Das zuständige Familiengericht verweigert die Erteilung einer familiengerichtlichen Genehmigung, weil es eine solche nicht für erforderlich hält. Es handele sich um eine Erbteilung nach § 1822 Nr. 2 BGB; § 1643 BGB verweise darauf aber gerade nicht. Eine Genehmigungsbedürftigkeit nach den §§ 1643, 1822 Nr. 1 BGB scheide aus, da nicht über den Erbteil verfügt werde. Ebenso wenig sei eine Genehmigung gem. § 1821 Abs. 1 Nr. 1 BGB erforderlich, denn dieser sei grundsätzlich kein Auffangtatbestand zu § 1822 BGB. Er sei nur zu prüfen, wenn die Erbschaft ganz oder zum Teil an einen Dritten verkauft werde, nicht bei der Veräußerung an einen oder mehrere Miterben.
II. Frage
Ist die familiengerichtliche Genehmigung zur Teilerbauseinandersetzung erforderlich?
III. Zur Rechtslage
1. Genehmigungsbedürftigkeit der Erbauseinandersetzung
Gem. § 1822 Nr. 2 BGB bedarf der Vormund zu einem Erbteilungsvertrag der Genehmigung des Familiengerichts.
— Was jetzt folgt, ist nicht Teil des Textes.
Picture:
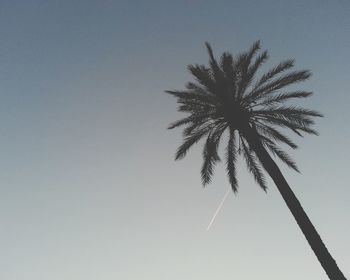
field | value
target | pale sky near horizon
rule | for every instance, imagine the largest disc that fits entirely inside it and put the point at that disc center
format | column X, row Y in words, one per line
column 89, row 188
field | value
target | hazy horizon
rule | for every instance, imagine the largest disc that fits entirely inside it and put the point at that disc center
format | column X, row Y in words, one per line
column 89, row 186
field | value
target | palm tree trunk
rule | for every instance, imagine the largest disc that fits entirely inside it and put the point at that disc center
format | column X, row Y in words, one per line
column 309, row 231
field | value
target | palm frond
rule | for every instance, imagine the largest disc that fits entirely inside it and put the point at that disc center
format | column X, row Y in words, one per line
column 231, row 157
column 283, row 156
column 253, row 166
column 210, row 154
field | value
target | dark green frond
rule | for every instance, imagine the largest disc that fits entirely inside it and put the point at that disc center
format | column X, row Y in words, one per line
column 279, row 98
column 296, row 128
column 283, row 156
column 210, row 154
column 231, row 156
column 253, row 166
column 203, row 76
column 190, row 140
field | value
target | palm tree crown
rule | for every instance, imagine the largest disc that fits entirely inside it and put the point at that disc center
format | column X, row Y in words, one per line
column 227, row 96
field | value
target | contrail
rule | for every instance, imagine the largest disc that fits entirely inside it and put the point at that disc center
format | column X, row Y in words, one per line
column 218, row 209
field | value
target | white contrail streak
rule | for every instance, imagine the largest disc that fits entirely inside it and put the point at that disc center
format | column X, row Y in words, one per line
column 218, row 209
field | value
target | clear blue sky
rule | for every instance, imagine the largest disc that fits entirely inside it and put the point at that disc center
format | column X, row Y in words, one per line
column 89, row 188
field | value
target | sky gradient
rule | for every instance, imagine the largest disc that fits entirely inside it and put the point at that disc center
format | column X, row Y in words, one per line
column 89, row 188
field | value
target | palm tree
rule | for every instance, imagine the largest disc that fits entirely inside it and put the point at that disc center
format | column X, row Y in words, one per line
column 227, row 97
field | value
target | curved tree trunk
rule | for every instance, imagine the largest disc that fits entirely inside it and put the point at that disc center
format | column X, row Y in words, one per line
column 309, row 231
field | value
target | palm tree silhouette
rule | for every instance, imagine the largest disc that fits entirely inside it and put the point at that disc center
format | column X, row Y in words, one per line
column 227, row 96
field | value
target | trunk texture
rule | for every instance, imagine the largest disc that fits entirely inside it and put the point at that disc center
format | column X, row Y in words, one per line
column 309, row 231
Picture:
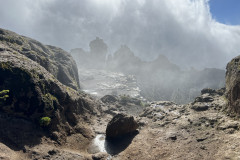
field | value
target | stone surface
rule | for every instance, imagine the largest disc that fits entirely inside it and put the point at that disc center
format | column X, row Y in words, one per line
column 36, row 92
column 233, row 85
column 55, row 60
column 120, row 125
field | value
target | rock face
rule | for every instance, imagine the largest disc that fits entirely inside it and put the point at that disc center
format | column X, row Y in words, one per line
column 233, row 85
column 120, row 125
column 55, row 60
column 35, row 92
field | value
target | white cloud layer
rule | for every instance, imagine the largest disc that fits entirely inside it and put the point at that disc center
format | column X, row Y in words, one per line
column 183, row 30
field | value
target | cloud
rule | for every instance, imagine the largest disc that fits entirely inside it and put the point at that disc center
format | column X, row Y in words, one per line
column 183, row 30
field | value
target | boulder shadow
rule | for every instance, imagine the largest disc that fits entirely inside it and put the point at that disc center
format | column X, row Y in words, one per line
column 17, row 132
column 119, row 144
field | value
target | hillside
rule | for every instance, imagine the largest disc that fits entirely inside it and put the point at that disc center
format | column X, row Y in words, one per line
column 44, row 115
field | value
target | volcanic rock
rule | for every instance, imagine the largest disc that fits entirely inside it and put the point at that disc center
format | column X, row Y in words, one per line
column 233, row 85
column 120, row 125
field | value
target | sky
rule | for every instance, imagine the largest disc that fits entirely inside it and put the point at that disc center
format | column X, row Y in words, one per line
column 191, row 33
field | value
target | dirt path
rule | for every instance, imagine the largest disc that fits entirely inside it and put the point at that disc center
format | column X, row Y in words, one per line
column 184, row 132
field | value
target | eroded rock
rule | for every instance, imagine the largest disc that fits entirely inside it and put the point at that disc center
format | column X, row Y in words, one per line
column 120, row 125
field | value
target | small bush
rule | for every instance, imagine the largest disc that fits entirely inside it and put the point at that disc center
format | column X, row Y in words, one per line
column 45, row 121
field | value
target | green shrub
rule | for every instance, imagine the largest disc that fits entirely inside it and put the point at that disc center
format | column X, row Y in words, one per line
column 45, row 121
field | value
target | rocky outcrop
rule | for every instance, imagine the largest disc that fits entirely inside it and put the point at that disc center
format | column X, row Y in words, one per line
column 233, row 85
column 34, row 93
column 55, row 60
column 120, row 125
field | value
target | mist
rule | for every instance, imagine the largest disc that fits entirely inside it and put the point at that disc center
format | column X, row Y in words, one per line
column 184, row 30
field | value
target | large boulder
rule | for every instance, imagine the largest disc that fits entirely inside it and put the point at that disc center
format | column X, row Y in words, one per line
column 35, row 98
column 55, row 60
column 120, row 125
column 233, row 85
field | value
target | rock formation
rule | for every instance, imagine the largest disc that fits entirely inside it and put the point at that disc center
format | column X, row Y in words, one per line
column 120, row 125
column 35, row 79
column 233, row 85
column 55, row 60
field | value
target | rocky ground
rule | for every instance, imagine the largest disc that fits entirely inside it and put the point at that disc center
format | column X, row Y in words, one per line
column 33, row 87
column 200, row 130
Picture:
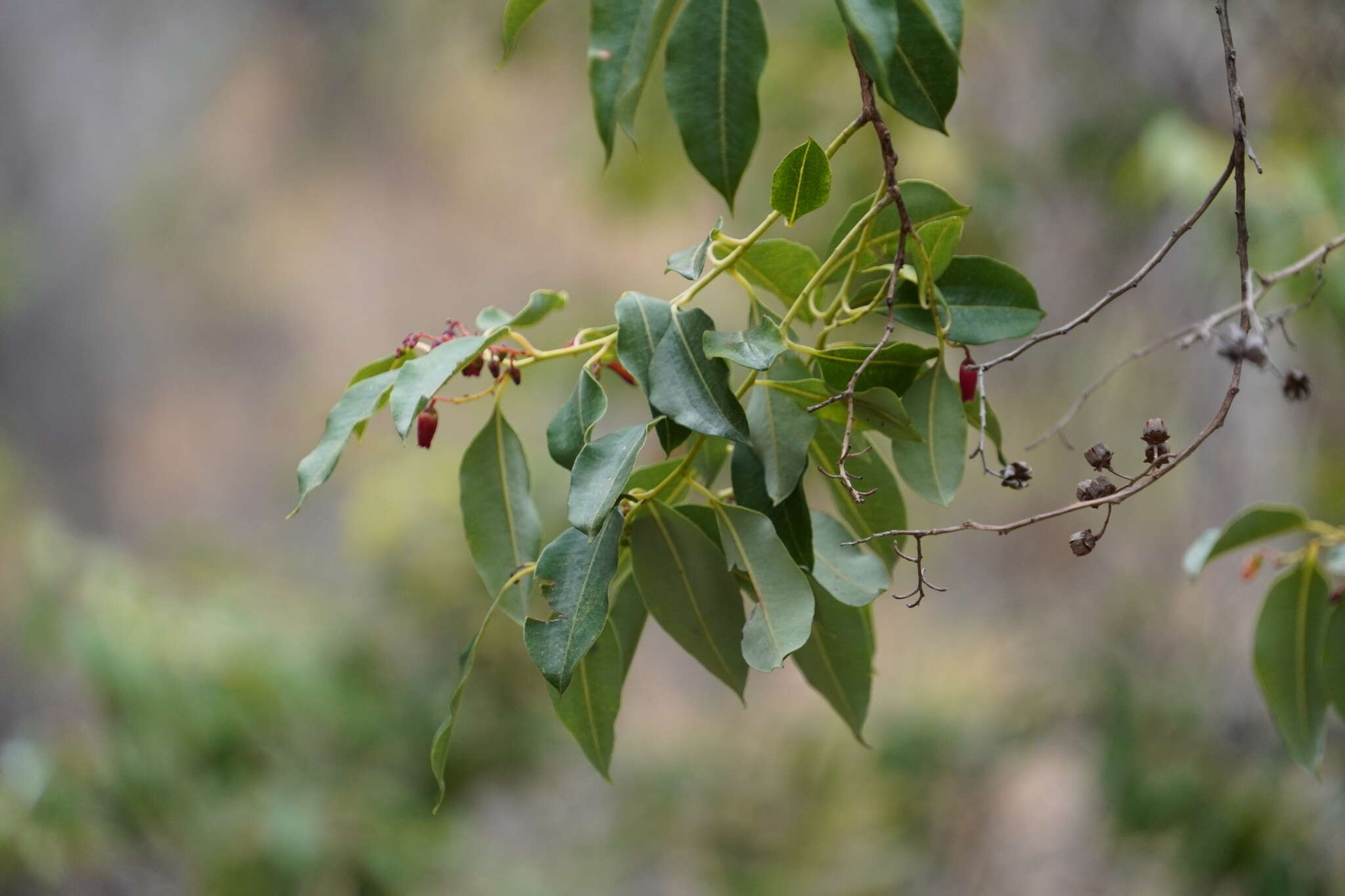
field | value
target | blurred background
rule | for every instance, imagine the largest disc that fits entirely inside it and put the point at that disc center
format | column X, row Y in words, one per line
column 213, row 211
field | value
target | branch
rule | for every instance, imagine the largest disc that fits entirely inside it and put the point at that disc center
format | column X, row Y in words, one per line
column 1201, row 330
column 1156, row 471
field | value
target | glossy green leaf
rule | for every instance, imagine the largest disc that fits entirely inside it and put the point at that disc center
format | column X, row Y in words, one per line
column 688, row 589
column 444, row 735
column 625, row 37
column 873, row 26
column 790, row 516
column 540, row 304
column 517, row 12
column 420, row 378
column 600, row 473
column 881, row 511
column 939, row 240
column 782, row 267
column 1290, row 634
column 690, row 263
column 355, row 406
column 1333, row 658
column 575, row 572
column 374, row 368
column 572, row 426
column 716, row 54
column 894, row 367
column 627, row 618
column 921, row 81
column 642, row 320
column 783, row 616
column 802, row 182
column 755, row 347
column 503, row 531
column 988, row 301
column 690, row 387
column 1251, row 524
column 850, row 575
column 926, row 202
column 780, row 433
column 876, row 409
column 838, row 658
column 588, row 708
column 994, row 436
column 934, row 467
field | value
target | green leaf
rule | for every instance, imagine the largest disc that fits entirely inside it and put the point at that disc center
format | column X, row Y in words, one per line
column 881, row 511
column 782, row 267
column 971, row 410
column 782, row 620
column 1333, row 658
column 790, row 517
column 876, row 409
column 517, row 14
column 988, row 301
column 940, row 241
column 926, row 202
column 600, row 473
column 802, row 182
column 572, row 426
column 894, row 367
column 355, row 406
column 540, row 304
column 444, row 735
column 588, row 710
column 1290, row 636
column 688, row 589
column 780, row 433
column 921, row 81
column 623, row 39
column 690, row 387
column 422, row 377
column 1251, row 524
column 934, row 467
column 850, row 575
column 715, row 60
column 690, row 263
column 503, row 531
column 575, row 572
column 838, row 658
column 755, row 347
column 873, row 26
column 374, row 368
column 642, row 320
column 627, row 618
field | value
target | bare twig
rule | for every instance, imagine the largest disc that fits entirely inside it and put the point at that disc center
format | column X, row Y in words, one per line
column 1201, row 330
column 1237, row 168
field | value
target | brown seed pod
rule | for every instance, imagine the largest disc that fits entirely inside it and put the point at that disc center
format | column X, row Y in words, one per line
column 1099, row 456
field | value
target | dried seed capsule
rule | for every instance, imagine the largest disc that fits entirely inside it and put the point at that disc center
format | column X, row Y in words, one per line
column 1297, row 385
column 1016, row 476
column 967, row 378
column 426, row 426
column 1099, row 456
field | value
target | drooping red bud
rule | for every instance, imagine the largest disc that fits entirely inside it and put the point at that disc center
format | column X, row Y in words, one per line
column 967, row 377
column 426, row 426
column 621, row 371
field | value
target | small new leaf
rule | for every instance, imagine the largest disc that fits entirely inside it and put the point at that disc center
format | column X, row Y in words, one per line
column 802, row 182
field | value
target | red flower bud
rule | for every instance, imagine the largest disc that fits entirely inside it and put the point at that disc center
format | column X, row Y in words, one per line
column 967, row 377
column 426, row 426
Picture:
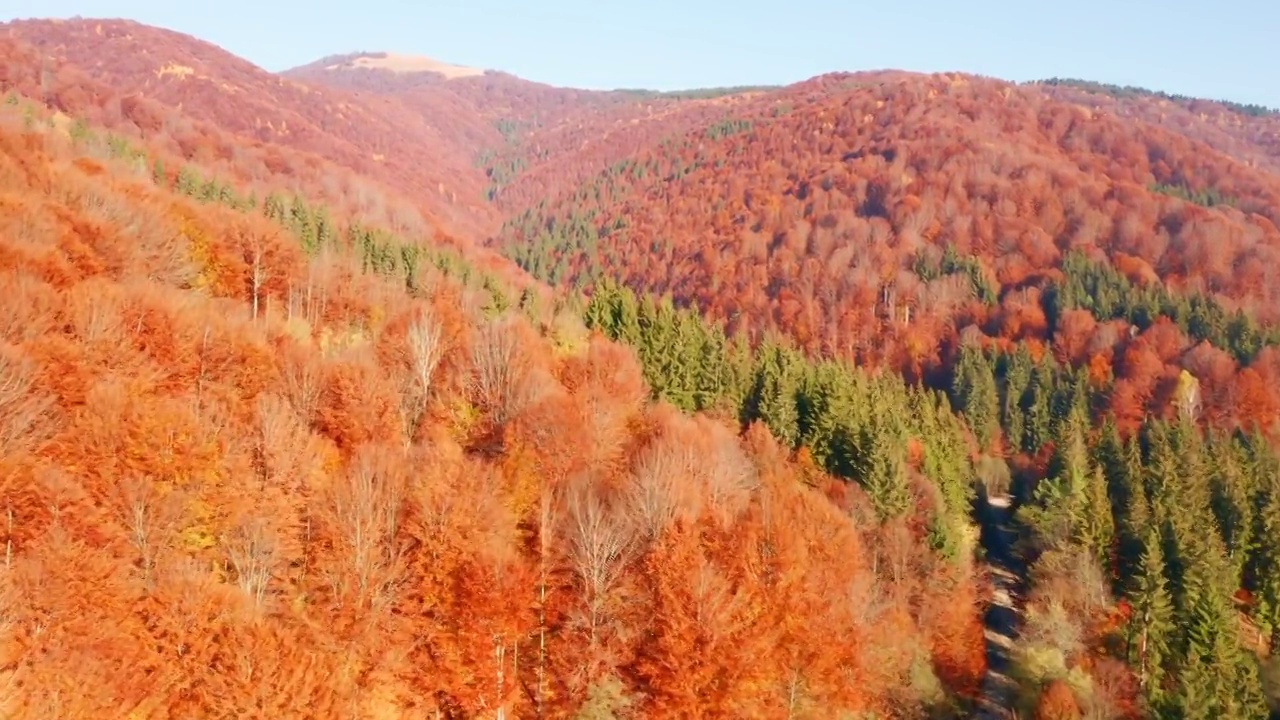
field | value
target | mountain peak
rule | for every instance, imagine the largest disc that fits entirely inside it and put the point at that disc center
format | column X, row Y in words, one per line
column 401, row 63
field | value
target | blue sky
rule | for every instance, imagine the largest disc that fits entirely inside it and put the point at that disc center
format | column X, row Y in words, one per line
column 1223, row 49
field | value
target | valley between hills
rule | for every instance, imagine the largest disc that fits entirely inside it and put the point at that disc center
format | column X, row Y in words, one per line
column 388, row 388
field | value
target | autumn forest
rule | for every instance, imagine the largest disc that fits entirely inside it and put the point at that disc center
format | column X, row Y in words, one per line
column 369, row 391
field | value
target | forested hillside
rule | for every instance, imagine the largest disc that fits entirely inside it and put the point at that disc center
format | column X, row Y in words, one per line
column 364, row 391
column 252, row 468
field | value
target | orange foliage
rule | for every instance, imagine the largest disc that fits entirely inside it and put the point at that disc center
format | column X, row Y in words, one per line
column 219, row 501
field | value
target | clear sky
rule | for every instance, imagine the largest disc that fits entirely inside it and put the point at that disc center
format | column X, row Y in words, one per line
column 1228, row 49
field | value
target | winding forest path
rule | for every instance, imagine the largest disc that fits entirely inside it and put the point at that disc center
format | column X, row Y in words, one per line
column 1004, row 615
Genehmigungsbedürftig ist damit auch ein Erbauseinandersetzungsvertrag, und zwar gleichgültig, ob er gerichtlich oder außergerichtlich geschlossen wird, ob er schuldrechtlich oder bereits dinglich wirkt, ob die Erbengemeinschaft dadurch im Ganzen oder nur bzgl. eines Nachlassgegenstands aufgehoben wird (MünchKommBGB/Kroll-Ludwigs, 7. Aufl. 2017, § 1822 Rn. 10). § 1822 Nr. 2 BGB gilt außer für den Vormund auch für den Pfleger (§ 1915 BGB) und den Betreuer (§ 1908i Abs. 1 S. 1 BGB), er gilt aber nicht für Eltern, wie sich aus der ausdrücklichen Bestimmung des § 1643 Abs. 1 BGB rückschließen lässt. Grundsätzlich bedürfen Eltern daher keiner Genehmigung, wenn sie einen Auseinandersetzungs-vertrag für ihr Kind abschließen wollen (Staudinger/Löhnig, BGB, Neubearb. 2016, § 2042 Rn. 18; G. Müller/Braun, in: Beck’sches Formularbuch Erbrecht, 3. Aufl. 2014, J.VI.1, Anm. 10).
Der Erbauseinandersetzungsvertrag oder sein Vollzug können gleichwohl genehmigungspflichtig sein, wenn darin oder dabei ein genehmigungspflichtiges Rechtsgeschäft nach den §§ 1821, 1822 Nr. 1, 3, 5, 8-11 BGB vorgenommen wird (BGH FamRZ 1961, 216 = BeckRS 1961, 31188470 zur Veräußerung eines Erwerbsgeschäfts; Staudinger/Löhnig, § 2042 Rn. 18; G. Müller/Braun, J.VI.1, Anm. 10). So ist der Vertrag bspw. nach § 1821 Abs. 1 Nr. 1 BGB genehmigungspflichtig, wenn er die Verfügung über ein Grundstück enthalten soll, das im Gesamthandseigentum des Minderjährigen steht (MünchKommBGB/Kroll-Ludwigs, § 1822 Rn. 10; G. Müller/Braun, J.VI.1, Anm. 10).
2. Vorliegender Fall
Die Rechtsansicht des Gerichts, § 1821 BGB greife nur bei Veräußerung an Dritte ein und nicht im Rahmen der Erbauseinandersetzung, trifft im Hinblick auf die bisherige Ansicht in Rechtsprechung und Literatur nicht zu. Im vorliegenden Fall bedarf es daher einer familiengerichtlichen Genehmigung nach § 1821 Abs. 1 Nr. 1 BGB, weil über Grundbesitz der Minderjährigen verfügt worden ist. Dass der Erwerber ein Miterbe ist, hat für die Genehmigungsbedürftigkeit keine Bedeutung.